Me Sikati dénonce les ministres camerounais impliqués dans le trafic d’or

Yaoundé, Cameroun — Le bureau politique du Mouvement pour la renaissance du Cameroun (Mrc), dirigé par Maurice Kamto, lance une attaque virulente contre les autorités camerounaises à propos du trafic d’or dans le pays. Me Désiré Sikati, figure emblématique du parti, a vivement critiqué les déclarations récentes du ministre par intérim des Mines, Fuh Calistus Gentry, lors d’un point de presse organisé à Yaoundé.

Un trafic d’or qui enfièvre le Cameroun

Lors de cette conférence de presse tenue le 15 juillet 2026, le ministre Fuh Calistus Gentry a formellement démenti toute disparition d’or appartenant aux réserves de l’État camerounais. Une déclaration qui intervient dans un contexte marqué par une polémique grandissante autour d’un manque à gagner fiscal estimé à près de 2 000 milliards de FCFA.

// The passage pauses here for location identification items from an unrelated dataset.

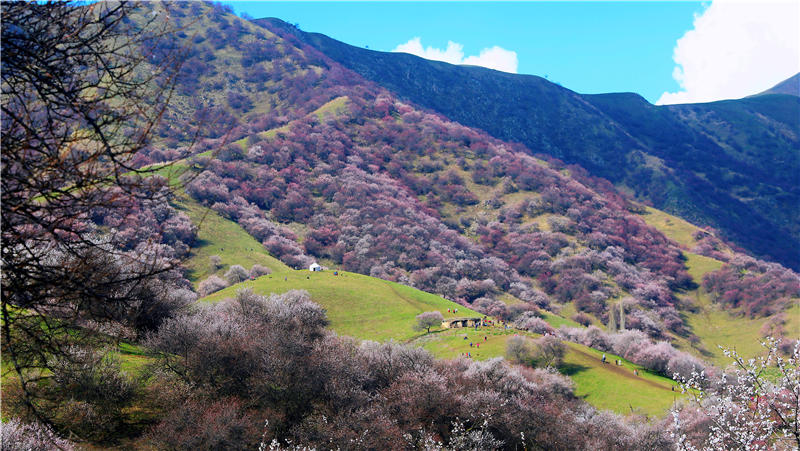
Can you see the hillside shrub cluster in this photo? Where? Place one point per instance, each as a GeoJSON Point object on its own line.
{"type": "Point", "coordinates": [756, 287]}
{"type": "Point", "coordinates": [636, 346]}
{"type": "Point", "coordinates": [267, 365]}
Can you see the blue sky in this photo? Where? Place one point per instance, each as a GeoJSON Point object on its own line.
{"type": "Point", "coordinates": [589, 47]}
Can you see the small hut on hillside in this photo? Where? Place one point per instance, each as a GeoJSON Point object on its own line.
{"type": "Point", "coordinates": [451, 323]}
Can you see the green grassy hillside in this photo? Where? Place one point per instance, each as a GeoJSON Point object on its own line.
{"type": "Point", "coordinates": [219, 236]}
{"type": "Point", "coordinates": [714, 326]}
{"type": "Point", "coordinates": [606, 386]}
{"type": "Point", "coordinates": [358, 306]}
{"type": "Point", "coordinates": [374, 309]}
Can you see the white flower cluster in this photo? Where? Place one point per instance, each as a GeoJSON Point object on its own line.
{"type": "Point", "coordinates": [756, 407]}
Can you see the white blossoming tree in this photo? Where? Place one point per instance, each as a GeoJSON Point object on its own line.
{"type": "Point", "coordinates": [754, 407]}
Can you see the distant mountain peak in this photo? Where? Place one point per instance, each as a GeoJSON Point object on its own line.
{"type": "Point", "coordinates": [790, 86]}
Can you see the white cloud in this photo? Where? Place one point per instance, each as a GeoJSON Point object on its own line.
{"type": "Point", "coordinates": [736, 49]}
{"type": "Point", "coordinates": [495, 57]}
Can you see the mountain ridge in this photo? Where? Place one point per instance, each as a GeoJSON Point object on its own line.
{"type": "Point", "coordinates": [738, 196]}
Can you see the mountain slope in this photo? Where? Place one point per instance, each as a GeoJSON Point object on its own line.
{"type": "Point", "coordinates": [790, 86]}
{"type": "Point", "coordinates": [738, 175]}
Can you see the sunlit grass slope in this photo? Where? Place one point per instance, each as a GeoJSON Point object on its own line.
{"type": "Point", "coordinates": [358, 306]}
{"type": "Point", "coordinates": [219, 236]}
{"type": "Point", "coordinates": [606, 386]}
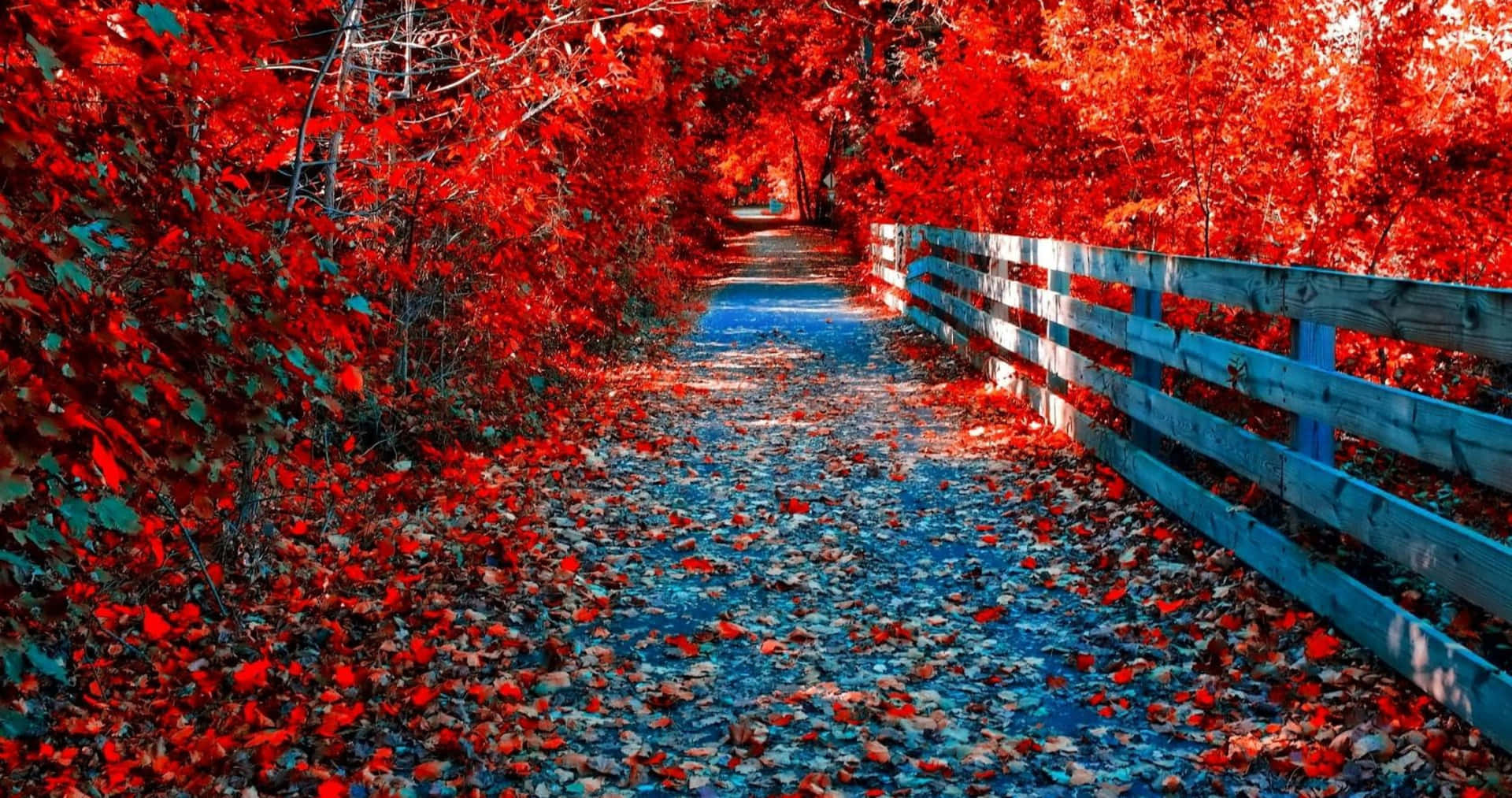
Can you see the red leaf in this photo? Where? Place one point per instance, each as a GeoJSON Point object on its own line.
{"type": "Point", "coordinates": [988, 614]}
{"type": "Point", "coordinates": [154, 626]}
{"type": "Point", "coordinates": [109, 469]}
{"type": "Point", "coordinates": [251, 676]}
{"type": "Point", "coordinates": [1322, 644]}
{"type": "Point", "coordinates": [427, 771]}
{"type": "Point", "coordinates": [351, 378]}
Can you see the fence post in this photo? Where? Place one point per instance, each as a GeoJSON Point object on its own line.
{"type": "Point", "coordinates": [1147, 371]}
{"type": "Point", "coordinates": [1313, 343]}
{"type": "Point", "coordinates": [1058, 281]}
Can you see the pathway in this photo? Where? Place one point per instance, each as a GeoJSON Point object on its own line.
{"type": "Point", "coordinates": [829, 572]}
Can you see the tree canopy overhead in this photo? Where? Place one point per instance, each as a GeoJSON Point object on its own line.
{"type": "Point", "coordinates": [265, 263]}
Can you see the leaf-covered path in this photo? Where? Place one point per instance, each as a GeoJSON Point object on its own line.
{"type": "Point", "coordinates": [828, 572]}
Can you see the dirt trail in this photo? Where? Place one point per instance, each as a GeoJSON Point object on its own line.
{"type": "Point", "coordinates": [833, 573]}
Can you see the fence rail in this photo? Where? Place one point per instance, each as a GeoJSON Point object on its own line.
{"type": "Point", "coordinates": [961, 302]}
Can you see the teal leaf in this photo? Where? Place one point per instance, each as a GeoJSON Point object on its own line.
{"type": "Point", "coordinates": [23, 567]}
{"type": "Point", "coordinates": [46, 58]}
{"type": "Point", "coordinates": [46, 664]}
{"type": "Point", "coordinates": [76, 514]}
{"type": "Point", "coordinates": [161, 20]}
{"type": "Point", "coordinates": [14, 487]}
{"type": "Point", "coordinates": [117, 514]}
{"type": "Point", "coordinates": [67, 271]}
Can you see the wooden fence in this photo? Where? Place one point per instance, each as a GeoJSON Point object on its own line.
{"type": "Point", "coordinates": [961, 302]}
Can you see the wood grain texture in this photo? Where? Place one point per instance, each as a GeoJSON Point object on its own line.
{"type": "Point", "coordinates": [1446, 315]}
{"type": "Point", "coordinates": [1440, 432]}
{"type": "Point", "coordinates": [1456, 556]}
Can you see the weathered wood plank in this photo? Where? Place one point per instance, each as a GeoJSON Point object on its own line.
{"type": "Point", "coordinates": [1459, 558]}
{"type": "Point", "coordinates": [891, 277]}
{"type": "Point", "coordinates": [1145, 369]}
{"type": "Point", "coordinates": [1446, 315]}
{"type": "Point", "coordinates": [1451, 673]}
{"type": "Point", "coordinates": [1452, 555]}
{"type": "Point", "coordinates": [1449, 436]}
{"type": "Point", "coordinates": [1431, 659]}
{"type": "Point", "coordinates": [1456, 556]}
{"type": "Point", "coordinates": [1431, 429]}
{"type": "Point", "coordinates": [1313, 343]}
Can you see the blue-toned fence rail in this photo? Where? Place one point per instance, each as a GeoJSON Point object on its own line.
{"type": "Point", "coordinates": [965, 298]}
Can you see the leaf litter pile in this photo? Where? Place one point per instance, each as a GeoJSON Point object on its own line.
{"type": "Point", "coordinates": [806, 555]}
{"type": "Point", "coordinates": [832, 572]}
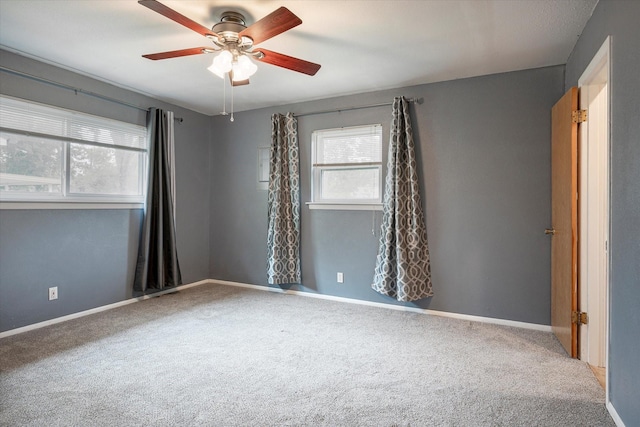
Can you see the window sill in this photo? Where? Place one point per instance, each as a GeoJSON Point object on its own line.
{"type": "Point", "coordinates": [10, 205]}
{"type": "Point", "coordinates": [346, 206]}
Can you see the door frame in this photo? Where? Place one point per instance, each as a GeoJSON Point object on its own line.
{"type": "Point", "coordinates": [594, 218]}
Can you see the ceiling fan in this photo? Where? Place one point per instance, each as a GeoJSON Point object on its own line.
{"type": "Point", "coordinates": [235, 42]}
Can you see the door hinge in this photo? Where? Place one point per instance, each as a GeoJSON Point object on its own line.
{"type": "Point", "coordinates": [579, 318]}
{"type": "Point", "coordinates": [579, 116]}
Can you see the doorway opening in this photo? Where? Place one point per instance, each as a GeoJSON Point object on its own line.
{"type": "Point", "coordinates": [593, 211]}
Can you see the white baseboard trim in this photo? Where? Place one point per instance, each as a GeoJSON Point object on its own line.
{"type": "Point", "coordinates": [614, 414]}
{"type": "Point", "coordinates": [96, 310]}
{"type": "Point", "coordinates": [481, 319]}
{"type": "Point", "coordinates": [491, 320]}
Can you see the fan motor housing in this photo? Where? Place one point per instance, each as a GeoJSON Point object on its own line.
{"type": "Point", "coordinates": [231, 23]}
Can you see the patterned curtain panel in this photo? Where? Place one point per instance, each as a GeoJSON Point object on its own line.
{"type": "Point", "coordinates": [403, 268]}
{"type": "Point", "coordinates": [157, 267]}
{"type": "Point", "coordinates": [283, 235]}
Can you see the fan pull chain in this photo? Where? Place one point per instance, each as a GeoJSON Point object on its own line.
{"type": "Point", "coordinates": [232, 102]}
{"type": "Point", "coordinates": [224, 98]}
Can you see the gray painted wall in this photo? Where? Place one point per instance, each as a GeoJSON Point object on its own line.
{"type": "Point", "coordinates": [620, 20]}
{"type": "Point", "coordinates": [90, 254]}
{"type": "Point", "coordinates": [484, 146]}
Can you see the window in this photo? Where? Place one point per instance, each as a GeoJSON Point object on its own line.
{"type": "Point", "coordinates": [347, 165]}
{"type": "Point", "coordinates": [52, 154]}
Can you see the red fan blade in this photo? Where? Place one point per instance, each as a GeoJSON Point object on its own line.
{"type": "Point", "coordinates": [271, 25]}
{"type": "Point", "coordinates": [175, 16]}
{"type": "Point", "coordinates": [178, 53]}
{"type": "Point", "coordinates": [288, 62]}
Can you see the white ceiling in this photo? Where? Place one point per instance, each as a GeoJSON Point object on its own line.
{"type": "Point", "coordinates": [362, 46]}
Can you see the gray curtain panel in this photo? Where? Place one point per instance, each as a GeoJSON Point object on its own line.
{"type": "Point", "coordinates": [403, 267]}
{"type": "Point", "coordinates": [157, 267]}
{"type": "Point", "coordinates": [283, 234]}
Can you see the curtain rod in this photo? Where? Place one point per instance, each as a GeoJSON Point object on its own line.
{"type": "Point", "coordinates": [74, 89]}
{"type": "Point", "coordinates": [359, 107]}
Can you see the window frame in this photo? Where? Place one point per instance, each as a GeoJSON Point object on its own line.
{"type": "Point", "coordinates": [66, 198]}
{"type": "Point", "coordinates": [317, 170]}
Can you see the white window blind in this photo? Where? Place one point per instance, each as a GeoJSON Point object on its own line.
{"type": "Point", "coordinates": [53, 154]}
{"type": "Point", "coordinates": [347, 165]}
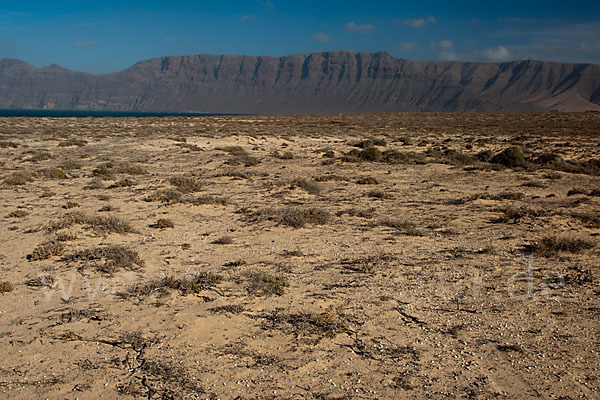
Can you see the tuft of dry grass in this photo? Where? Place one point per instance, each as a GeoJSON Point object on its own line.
{"type": "Point", "coordinates": [186, 285]}
{"type": "Point", "coordinates": [166, 196]}
{"type": "Point", "coordinates": [42, 280]}
{"type": "Point", "coordinates": [552, 245]}
{"type": "Point", "coordinates": [6, 287]}
{"type": "Point", "coordinates": [163, 223]}
{"type": "Point", "coordinates": [239, 156]}
{"type": "Point", "coordinates": [110, 169]}
{"type": "Point", "coordinates": [186, 184]}
{"type": "Point", "coordinates": [53, 173]}
{"type": "Point", "coordinates": [406, 227]}
{"type": "Point", "coordinates": [208, 199]}
{"type": "Point", "coordinates": [296, 217]}
{"type": "Point", "coordinates": [114, 257]}
{"type": "Point", "coordinates": [19, 178]}
{"type": "Point", "coordinates": [105, 224]}
{"type": "Point", "coordinates": [302, 324]}
{"type": "Point", "coordinates": [264, 284]}
{"type": "Point", "coordinates": [17, 214]}
{"type": "Point", "coordinates": [310, 187]}
{"type": "Point", "coordinates": [46, 250]}
{"type": "Point", "coordinates": [223, 240]}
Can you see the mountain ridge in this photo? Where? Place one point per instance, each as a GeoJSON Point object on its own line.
{"type": "Point", "coordinates": [324, 82]}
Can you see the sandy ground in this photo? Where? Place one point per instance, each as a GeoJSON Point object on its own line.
{"type": "Point", "coordinates": [272, 258]}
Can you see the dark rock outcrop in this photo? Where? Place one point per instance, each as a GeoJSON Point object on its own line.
{"type": "Point", "coordinates": [315, 83]}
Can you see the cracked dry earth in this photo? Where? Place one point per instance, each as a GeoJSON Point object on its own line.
{"type": "Point", "coordinates": [376, 256]}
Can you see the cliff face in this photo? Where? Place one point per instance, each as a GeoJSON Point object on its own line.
{"type": "Point", "coordinates": [320, 82]}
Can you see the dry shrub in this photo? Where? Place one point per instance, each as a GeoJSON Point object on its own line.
{"type": "Point", "coordinates": [163, 223]}
{"type": "Point", "coordinates": [72, 142]}
{"type": "Point", "coordinates": [406, 227]}
{"type": "Point", "coordinates": [6, 144]}
{"type": "Point", "coordinates": [553, 245]}
{"type": "Point", "coordinates": [264, 284]}
{"type": "Point", "coordinates": [324, 324]}
{"type": "Point", "coordinates": [310, 187]}
{"type": "Point", "coordinates": [19, 178]}
{"type": "Point", "coordinates": [296, 217]}
{"type": "Point", "coordinates": [53, 173]}
{"type": "Point", "coordinates": [239, 156]}
{"type": "Point", "coordinates": [6, 287]}
{"type": "Point", "coordinates": [167, 196]}
{"type": "Point", "coordinates": [114, 257]}
{"type": "Point", "coordinates": [223, 240]}
{"type": "Point", "coordinates": [17, 214]}
{"type": "Point", "coordinates": [187, 285]}
{"type": "Point", "coordinates": [46, 250]}
{"type": "Point", "coordinates": [358, 212]}
{"type": "Point", "coordinates": [186, 184]}
{"type": "Point", "coordinates": [367, 180]}
{"type": "Point", "coordinates": [511, 157]}
{"type": "Point", "coordinates": [110, 169]}
{"type": "Point", "coordinates": [122, 183]}
{"type": "Point", "coordinates": [208, 199]}
{"type": "Point", "coordinates": [107, 224]}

Le gouvernement camerounais précise que cette crise ne résulte pas d’un détournement de fonds publics, mais plutôt d’une fraude massive à la déclaration orchestrée par les opérateurs privés. Les compagnies minières privées seraient en effet accusées de minimiser les volumes d’or extraits, échappant ainsi à l’impôt synthétique minier et aux taxes d’exportation.

Des chiffres accablants

Les révélations de l’Initiative pour la transparence dans les industries extractives (ITIE) sont sans appel : en 2023, seulement 22 kg d’or ont été déclarés à l’exportation par le Cameroun, contre 15 tonnes enregistrées par les douanes des Émirats arabes unis. La Société Nationale des Mines (Sonamines) estime quant à elle que près de 44 tonnes d’or ont échappé aux circuits formels entre 2021 et 2025.

Face à cette situation, le ministre Fuh Calistus Gentry a annoncé une série de réformes urgentes pour assainir le secteur. Parmi elles, le déploiement d’une équipe permanente sur le terrain, associant la Sonamines, la Direction Générale des Impôts (DGI) et la Direction Générale des Douanes (DGD). Cette équipe aura pour mission de contrôler directement les sites de production et de recruter un expert international afin d’évaluer le potentiel réel des gisements.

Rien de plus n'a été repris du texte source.